Breast cancer is not a single disease but a biologically heterogeneous group of malignancies arising from breast epithelium. Clinical practice increasingly relies on molecularly guided classification, particularly three major immunohistochemical or receptor-defined subtypes: hormone receptor–positive (HR+, typically estrogen receptor [ER] and/or progesterone receptor [PR]), HER2-positive (HER2+), and triple-negative breast cancer (TNBC), defined by lack of ER and PR and absence of HER2 overexpression/amplification. These categories have direct implications for tumor growth pathways, metastatic risk, sensitivity to systemic therapies, and the design of rational treatment sequences.
HR-positive breast cancer is driven largely by signaling through nuclear hormone receptors. When ER and/or PR are expressed, tumor cells often depend on estrogen-mediated transcriptional programs that promote proliferation, survival, and invasion. Standard management uses endocrine therapy to interrupt this pathway. Therapeutic strategies include selective estrogen receptor degraders/modulators (for example, tamoxifen historically and fulvestrant for ER degradation) and aromatase inhibitors in postmenopausal patients, which reduce peripheral estrogen synthesis. In premenopausal patients, ovarian suppression via luteinizing hormone–releasing hormone agonists can be used to decrease circulating estrogen. Clinically, HR+ disease generally has a more favorable baseline prognosis than TNBC, but late recurrences can occur; thus, extended endocrine therapy is often considered. Resistance mechanisms may involve altered receptor signaling, ligand-independent activation, and downstream pathway crosstalk (e.g., PI3K/AKT/mTOR). This has expanded the role of targeted combinations, including CDK4/6 inhibitors and selective PI3K pathway agents in appropriate patients.

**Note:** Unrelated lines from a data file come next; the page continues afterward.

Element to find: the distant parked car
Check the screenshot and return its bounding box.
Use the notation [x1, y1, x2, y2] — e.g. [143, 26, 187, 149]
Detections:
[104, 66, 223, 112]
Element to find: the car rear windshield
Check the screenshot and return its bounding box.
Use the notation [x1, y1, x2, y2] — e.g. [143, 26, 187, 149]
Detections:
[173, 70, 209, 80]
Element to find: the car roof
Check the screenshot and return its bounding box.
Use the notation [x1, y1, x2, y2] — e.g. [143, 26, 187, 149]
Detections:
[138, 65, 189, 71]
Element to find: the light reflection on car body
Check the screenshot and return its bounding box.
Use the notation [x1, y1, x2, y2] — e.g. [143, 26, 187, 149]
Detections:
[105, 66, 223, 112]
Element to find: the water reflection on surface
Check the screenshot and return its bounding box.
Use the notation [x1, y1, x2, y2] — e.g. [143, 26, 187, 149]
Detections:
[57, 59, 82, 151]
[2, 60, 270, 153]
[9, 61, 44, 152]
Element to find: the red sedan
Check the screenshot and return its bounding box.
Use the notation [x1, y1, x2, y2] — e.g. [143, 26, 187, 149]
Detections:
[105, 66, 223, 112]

HER2-positive breast cancer is characterized by amplification or overexpression of the ERBB2 gene, leading to ligand-independent activation of receptor tyrosine kinase signaling. This cascade activates proliferative and anti-apoptotic pathways (commonly MAPK and PI3K/AKT). Because the driver is a surface receptor, HER2-targeted monoclonal antibodies and antibody–drug conjugates form the therapeutic backbone. Trastuzumab, for example, blocks HER2 signaling and recruits immune effector functions; it has been shown to improve outcomes across multiple disease settings. Pertuzumab targets a distinct HER2 dimerization site, providing dual HER2 blockade. More advanced regimens may incorporate antibody–drug conjugates that deliver cytotoxic payloads directly to HER2-expressing cells, and small-molecule tyrosine kinase inhibitors in selected circumstances. Despite effectiveness, HER2+ tumors can develop resistance through changes in signaling circuitry, receptor shedding, or compensatory activation of alternative growth receptors.

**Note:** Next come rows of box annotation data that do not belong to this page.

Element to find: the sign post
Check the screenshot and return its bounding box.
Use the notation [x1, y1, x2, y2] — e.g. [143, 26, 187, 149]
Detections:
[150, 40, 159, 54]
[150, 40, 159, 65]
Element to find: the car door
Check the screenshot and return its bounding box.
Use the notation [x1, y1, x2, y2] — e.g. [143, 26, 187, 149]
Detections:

Triple-negative breast cancer represents the receptor profile lacking ER, PR, and HER2, which removes the benefits of established receptor-targeted endocrine and HER2 therapies. TNBC is therefore more frequently managed with cytotoxic chemotherapy—such as taxanes, anthracyclines, and DNA-damaging agents depending on staging and prior treatment. However, TNBC is biologically diverse. Some tumors show basal-like features, enrichment of immune signaling, or defects in DNA repair pathways. These differences influence response to therapy. Immune checkpoint inhibition has become relevant for subsets with higher immune activity, including tumors with tumor-infiltrating lymphocytes or biomarkers such as PD-L1 expression, particularly in the early-stage high-risk setting when combined with chemotherapy. Additionally, TNBC associated with germline or somatic homologous recombination deficiency may be treated with PARP inhibitors, which exploit impaired DNA repair to enhance tumor cell death.
Across subtypes, treatment selection integrates stage, patient comorbidities, prior therapy, and measurable biomarkers. For clinicians, receptor status is determined by pathology using validated assays, including ER/PR immunohistochemistry and HER2 testing with reflex methods (immunohistochemistry and in situ hybridization when necessary). Beyond receptors, contemporary care increasingly uses genomic profiling to refine risk estimates, guide clinical trial eligibility, and identify actionable alterations.
Prognosis varies by subtype and stage. HR+ disease can recur years after diagnosis, requiring long-term surveillance strategies and adherence to endocrine therapy. HER2+ disease historically had poorer outcomes but improved substantially with HER2-targeted regimens, which have shifted survival curves. TNBC remains challenging due to limited targeted options and higher rates of early recurrence, though emerging biologic stratification is steadily improving treatment precision.
In practice, multidisciplinary management is essential: surgeons, medical oncologists, radiation oncologists, pathologists, and genetic counselors collaborate to ensure appropriate staging, biomarker testing, systemic therapy sequencing, and supportive care. For patients, counseling should address the rationale behind subtype-specific therapy, the expected timing of benefit, and potential toxicities. For clinicians, ongoing trials and evolving biomarkers underscore the necessity of staying current with evidence-based guidelines.